# Java: Find out if a number is prime recursively

I’m writing a function that returns true if a number is prime, and false otherwise

Here is my current code:

```    public static boolean checkPrime(int n, int currDivisor){
if(n < 2){
return true;
}
if(currDivisor == (n/2)){
return true;
}
else if(n % currDivisor == 0 ){
return false;
}
else{
return checkPrime(n, currDivisor + 1);
}
}

public static void main(String[] args){
System.out.println(checkPrime(23352, 2));
}
```

It works for a lot of test cases except numbers like “1000000007” where I get an Out of memory error. How could I tweak this code to be more efficient space-wise?

The first problem I see is that your program is it’s buggy. It seems to think that 0, 1, & 4 are primes and that 3 isn’t. The second problem I see is that it’s wasting stack frames not properly dealing with simple cases before recursing. Here’s my rework of your code:

```public static boolean checkPrime(int n) {
return checkPrime1(n, 3);
}

public static boolean checkPrime1(int n, int currDivisor) {
if (n < 2) {
return false;
}

if (n % 2 == 0) {
return (n == 2);
}

if (currDivisor * currDivisor > n) {
return true;
}

if (n % currDivisor == 0) {
return false;
}

return checkPrime1(n, currDivisor + 2);
}
```

As far as handling:

```System.out.println(checkPrime(1000000007));
```

You’ll still get an `java.lang.StackOverflowError` but that’s not the end of the story. Most languages make decisions of how much memory to allocate to specific purposes. It’s the rare language like Perl that will reallocate memory to whatever resource is demanding it most and not make assumptions about how a program should behave.
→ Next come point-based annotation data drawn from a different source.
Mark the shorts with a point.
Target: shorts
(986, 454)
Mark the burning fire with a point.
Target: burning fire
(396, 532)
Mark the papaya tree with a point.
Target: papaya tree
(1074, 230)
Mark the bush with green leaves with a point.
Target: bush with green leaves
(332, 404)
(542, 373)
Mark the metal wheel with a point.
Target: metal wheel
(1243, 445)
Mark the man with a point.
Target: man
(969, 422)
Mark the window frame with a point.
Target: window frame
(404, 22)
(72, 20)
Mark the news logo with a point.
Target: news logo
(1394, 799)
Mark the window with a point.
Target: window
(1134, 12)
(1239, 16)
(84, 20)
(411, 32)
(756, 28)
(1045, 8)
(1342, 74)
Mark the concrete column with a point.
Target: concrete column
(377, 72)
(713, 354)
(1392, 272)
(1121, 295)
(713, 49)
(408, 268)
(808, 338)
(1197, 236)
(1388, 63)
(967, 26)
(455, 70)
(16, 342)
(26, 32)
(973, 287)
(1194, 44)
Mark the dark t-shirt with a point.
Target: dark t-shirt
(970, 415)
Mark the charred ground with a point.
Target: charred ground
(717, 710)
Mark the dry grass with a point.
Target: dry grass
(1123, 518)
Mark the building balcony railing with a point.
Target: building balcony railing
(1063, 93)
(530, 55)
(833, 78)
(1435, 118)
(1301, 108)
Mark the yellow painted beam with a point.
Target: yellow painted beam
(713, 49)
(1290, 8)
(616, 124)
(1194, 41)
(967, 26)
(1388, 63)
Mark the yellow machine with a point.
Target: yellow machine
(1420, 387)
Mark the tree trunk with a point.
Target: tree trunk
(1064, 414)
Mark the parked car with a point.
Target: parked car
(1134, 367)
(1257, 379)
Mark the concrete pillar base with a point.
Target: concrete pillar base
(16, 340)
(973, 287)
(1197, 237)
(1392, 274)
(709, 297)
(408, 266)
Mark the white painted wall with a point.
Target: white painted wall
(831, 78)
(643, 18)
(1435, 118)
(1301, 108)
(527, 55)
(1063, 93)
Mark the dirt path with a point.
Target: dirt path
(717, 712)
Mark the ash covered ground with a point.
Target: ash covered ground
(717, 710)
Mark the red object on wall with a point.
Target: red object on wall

You can change the amount of memory allocated to Java’s stack — calling `java` with the `-Xss2m` argument allocates sufficient extra stack to let you test 1000000007 (`true`, by the way.)

If you change the three `int` declarations above to `long`, you’ll be able to test numbers like `2547487897L` or larger as long as you expand the stack (`-Xss4m` in this case.)

I’m not saying that this is a good problem for recursion, it isn’t. But if you’re going to use recursion, use it wisely. It’s poor recursion that’s gives recursion a bad name. There are inefficient recursive Fibonnaci algorithms (usually doubly recursive) and efficient (singly recursive) ones. Recursive code usually works best with recursive data.

Some languages, not yet Java consistently, can optimize the above code as a tail recursion and make it effectively iterative performance.